CVE-2026-0625

Name of the Vulnerable Software and Affected Versions D-Link DSL-2640B versions ≤ 1.07 D-Link DSL-2740R versions < 1.17 D-Link DSL-2780B versions ≤ 1.01.14 D-Link DSL-526B versions ≤ 2.01 D-Link DSL gateway devices (affected versions not specified)

Description A critical remote code execution (RCE) vulnerability exists in multiple end-of-life D-Link DSL gateway routers. This flaw, tracked as CVE-2026-0625, is a command injection vulnerability located in the

dnscfg.cgi

endpoint due to insufficient sanitization of user-supplied DNS configuration parameters. An unauthenticated remote attacker can exploit this vulnerability to execute arbitrary shell commands, potentially gaining full control of the device. This vulnerability has been observed in active exploitation campaigns, with attackers leveraging it for DNS hijacking, similar to past "GhostDNS" or "DNSChanger" attacks.
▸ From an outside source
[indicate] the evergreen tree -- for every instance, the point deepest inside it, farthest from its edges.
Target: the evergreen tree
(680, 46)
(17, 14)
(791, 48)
The affected devices are no longer supported and will not receive security updates. Active exploitation of this vulnerability was observed as early as November 2025. The

dnscfg.cgi

endpoint is used for DNS configuration.

Recommendations D-Link DSL-2640B versions ≤ 1.07: Replace the device with a supported model. D-Link DSL-2740R versions < 1.17: Replace the device with a supported model. D-Link DSL-2780B versions ≤ 1.01.14: Replace the device with a supported model. D-Link DSL-526B versions ≤ 2.01: Replace the device with a supported model. D-Link DSL gateway devices (affected versions not specified): Replace the device with a supported model.